Ce phénomène est très mauvais pour la France. On voit des bandes de jeunes rôder pour en découdre entre « sales feujs » & « sales rebeux » — à ce titre, on constate la vision éculée de certain sur les crimes racistes & antisémites : en voir le fait principal de brutes néonazis & avinées ne correspond plus du tout à la nouvelle carte communautaire française : plus besoin des « fachos » pour agresser les juifs et les arabes, puisqu'ils se débrouillent très bien entre eux.

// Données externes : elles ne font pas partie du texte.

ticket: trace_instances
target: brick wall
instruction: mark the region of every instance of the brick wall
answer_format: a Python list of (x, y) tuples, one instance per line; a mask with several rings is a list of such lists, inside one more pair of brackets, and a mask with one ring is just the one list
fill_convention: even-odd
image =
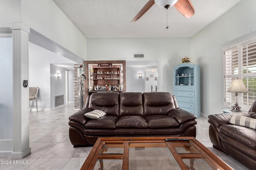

Ensuite, on tombe dans une surenchère communautaire entre les différentes associations de défense des minorités. D'un côté on défend les juifs et le souvenir de la Shoah, de l'autre les arabes et les discriminations sur la couleur de la peau. Paralysé entre ces deux camps, le français de souche est pris entre deux feux & doit choisir, entre critiquer la population immigrée arabo-musulmane qui lui ferait subir des violences dans son quartier, et la machine financière juive qui lui ferait perdre son emploi.

C'est cela, la nouvelle ligne de fracture française. C'est cela qu'il faut éviter à tout pris. L'importation du conflit israélo-palestinien en France est l'une des pires choses qui soit arrivée à ce pays, et nos gouvernants devraient tout faire pour l'éviter. Làs, ils sont eux-même engagés dans ce conflit, puisque défenseurs de leur électorat respectif. J'en viens donc à la conclusion qu'il ne se trouve guère de solution à ce problème, autre qu'un arbitre qui resterait impartial & ferme envers chaque camp. La rectitude est ici primordiale, & des mesures strictes sont les seuls espoirs de sortir de l'impasse. Cet arbitre, pour se trouver au dessus de cette lutte, ne peut-être élu — car alors, l'intérêt de la France serait subordonnée à l'intérêt des électeurs. Cet arbitre en un mot, c'est un roy.